PARAMETER num_ctx defines the context window in tokens. Increasing this value allows the model to retain more conversation history or process longer input documents, but it also increases memory consumption. For a model like llama3.1:8b, setting num_ctx to 4096 is a balanced default; pushing it to 16384 or higher requires significantly more VRAM or system RAM.

PARAMETER top_p applies nucleus sampling. The model considers only the smallest set of tokens whose cumulative probability reaches the top_p threshold. This prevents low-probability tokens from appearing while preserving natural variation. A top_p of 0.9 is a widely used starting point.

Build and distribution

Running ollama create my-variant -f Modelfile builds the named variant locally. Ollama stores the result in its local model registry. Teams can then use ollama push to publish the variant to a private Ollama registry, making it available to other machines or CI runners.

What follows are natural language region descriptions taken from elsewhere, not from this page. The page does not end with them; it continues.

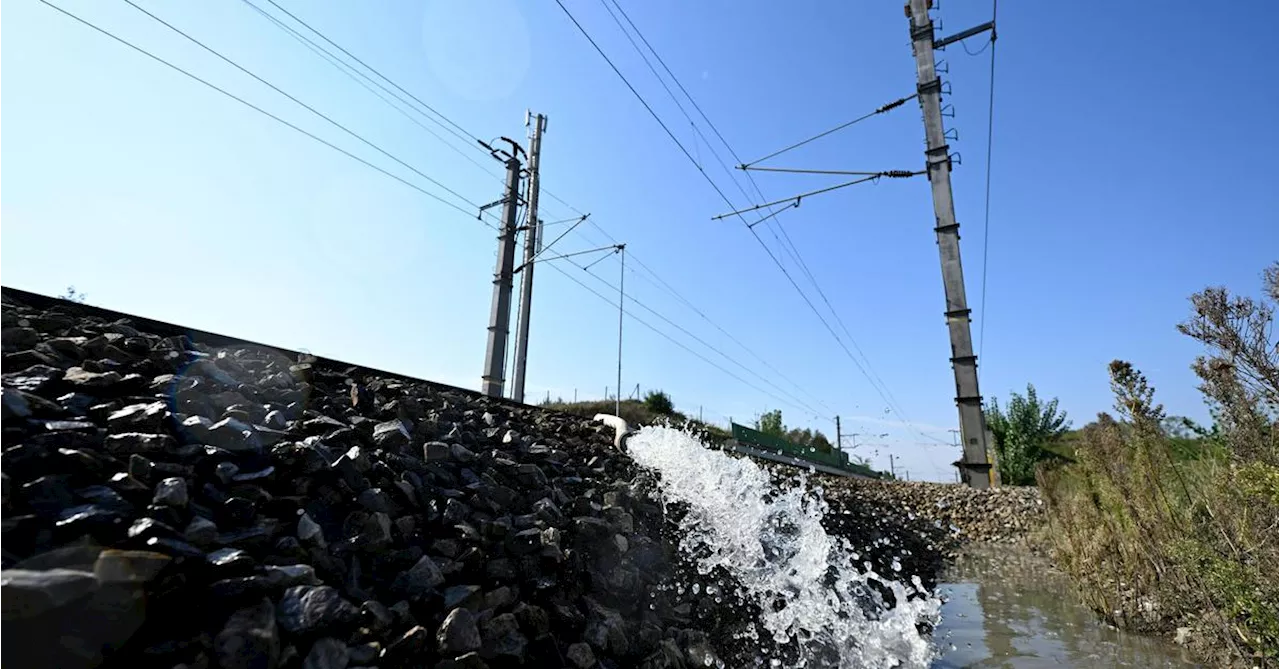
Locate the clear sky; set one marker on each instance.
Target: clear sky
(1129, 170)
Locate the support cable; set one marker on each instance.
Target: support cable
(986, 206)
(667, 337)
(718, 191)
(837, 128)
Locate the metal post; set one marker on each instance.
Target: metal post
(937, 154)
(499, 316)
(622, 275)
(533, 236)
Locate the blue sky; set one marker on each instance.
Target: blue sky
(1129, 170)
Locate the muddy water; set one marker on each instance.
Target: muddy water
(1009, 609)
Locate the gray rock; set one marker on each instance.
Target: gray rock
(234, 436)
(227, 472)
(392, 435)
(502, 636)
(461, 453)
(314, 609)
(458, 633)
(27, 594)
(85, 380)
(408, 646)
(282, 576)
(129, 566)
(327, 653)
(170, 493)
(460, 596)
(423, 577)
(250, 638)
(146, 417)
(435, 452)
(580, 654)
(200, 531)
(499, 598)
(137, 443)
(14, 404)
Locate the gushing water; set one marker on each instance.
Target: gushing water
(809, 586)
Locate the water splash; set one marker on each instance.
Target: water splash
(807, 583)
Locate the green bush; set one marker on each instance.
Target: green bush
(1185, 518)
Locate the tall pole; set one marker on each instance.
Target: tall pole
(531, 241)
(499, 316)
(622, 276)
(964, 363)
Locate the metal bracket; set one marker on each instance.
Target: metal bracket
(490, 205)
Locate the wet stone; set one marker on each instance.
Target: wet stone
(170, 493)
(502, 636)
(460, 596)
(458, 633)
(580, 654)
(250, 638)
(137, 443)
(327, 653)
(200, 531)
(314, 609)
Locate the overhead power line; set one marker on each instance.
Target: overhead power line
(750, 228)
(785, 241)
(874, 177)
(464, 132)
(333, 59)
(798, 403)
(255, 108)
(837, 128)
(309, 108)
(656, 279)
(382, 91)
(986, 206)
(673, 340)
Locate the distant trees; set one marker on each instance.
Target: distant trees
(73, 296)
(659, 403)
(771, 424)
(1023, 431)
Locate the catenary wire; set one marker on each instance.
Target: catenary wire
(798, 402)
(789, 246)
(664, 335)
(255, 108)
(717, 188)
(368, 82)
(333, 59)
(986, 206)
(309, 108)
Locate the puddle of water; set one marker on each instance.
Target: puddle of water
(1006, 608)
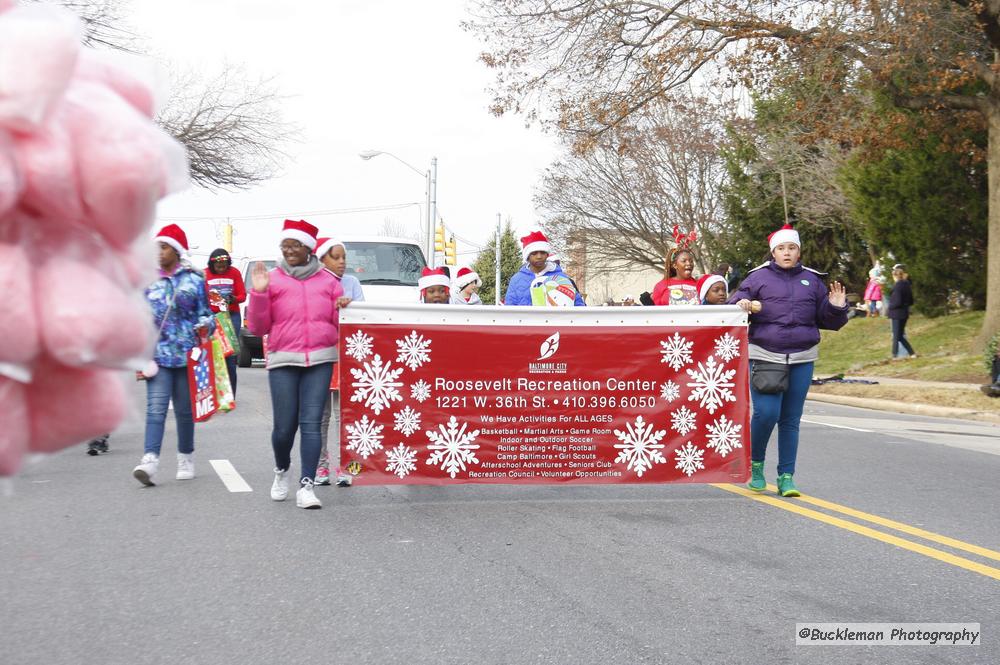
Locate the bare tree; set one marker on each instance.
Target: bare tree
(588, 66)
(232, 129)
(624, 198)
(231, 126)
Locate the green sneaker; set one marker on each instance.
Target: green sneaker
(757, 482)
(786, 486)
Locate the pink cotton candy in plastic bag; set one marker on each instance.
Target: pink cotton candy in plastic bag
(122, 162)
(39, 45)
(69, 406)
(109, 328)
(14, 426)
(19, 342)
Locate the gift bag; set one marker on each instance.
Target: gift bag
(201, 382)
(220, 338)
(224, 321)
(223, 385)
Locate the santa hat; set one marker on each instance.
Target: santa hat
(324, 245)
(705, 282)
(785, 234)
(465, 277)
(433, 277)
(535, 242)
(174, 236)
(300, 230)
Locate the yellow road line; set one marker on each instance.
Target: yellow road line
(792, 506)
(899, 526)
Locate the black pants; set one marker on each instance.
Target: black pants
(899, 337)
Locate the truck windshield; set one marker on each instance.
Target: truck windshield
(384, 263)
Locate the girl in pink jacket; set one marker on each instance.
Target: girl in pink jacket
(296, 305)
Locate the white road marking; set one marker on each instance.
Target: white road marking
(854, 429)
(229, 476)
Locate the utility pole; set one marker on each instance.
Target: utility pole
(496, 294)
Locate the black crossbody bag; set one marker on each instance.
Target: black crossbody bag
(769, 378)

Failure modes and edge cases

A missing or mistyped FROM directive causes the build to fail immediately. If the referenced base model is not already pulled, Ollama will attempt to download it, which can cause unexpected delays in automated pipelines. Setting num_ctx higher than the base model’s trained maximum does not extend capability; it may degrade output quality or cause the runtime to truncate silently. Teams should validate context window limits against the base model’s documentation before committing a Modelfile.

Practical examples

Scenario 1: Task-specific code assistant

A backend team needed a local code review assistant restricted to Python and security feedback. They wrote a Modelfile with FROM llama3.1:8b, a SYSTEM directive defining the assistant’s scope, PARAMETER temperature 0.2 for consistent output, and PARAMETER num_ctx 8192 to handle large file diffs. The named variant was checked into the repository and shared across the team via an internal Ollama registry.

Scenario 2: Document classification engine

A data engineering team built a document triage tool for legal filings. They created a Modelfile with a SYSTEM directive that instructed the model to return only a JSON object with a category field. Setting temperature to 0.0 removed output randomness. The variant produced consistent structured output without additional parsing logic.

Scenario 3: Per-environment model configuration

A product team maintained two Modelfiles for the same base model: one for development with a higher temperature for creative brainstorming, and one for production with tighter parameters for customer-facing responses. Both files lived in version control, and the correct variant was built and deployed by the CI pipeline based on the target environment.

Scenario 4: Reducing context window cost in constrained environments

A team running inference on a CPU-only server set PARAMETER num_ctx 2048 in their Modelfile to reduce memory pressure. This allowed the service to handle concurrent requests without swapping, accepting a trade-off in maximum input length that was acceptable for their short-document use case.

Why it matters

Modelfiles make model configuration reproducible: the same file produces the same variant every time it is built, removing environment-specific drift.
They enable version control for model behavior: teams can review, diff, and roll back system prompts and parameter changes exactly as they do with application code.
They separate model configuration from application code: inference parameters live in the Modelfile, not scattered across service configuration or environment variables.
They reduce output variance in production by fixing temperature and sampling parameters to values validated during development.
They allow teams to maintain multiple task-specific variants of one base model without maintaining separate fine-tuned weights.
They integrate naturally into CI/CD pipelines: ollama create can be called in a build step, and the resulting variant can be pushed to a registry and promoted through environments.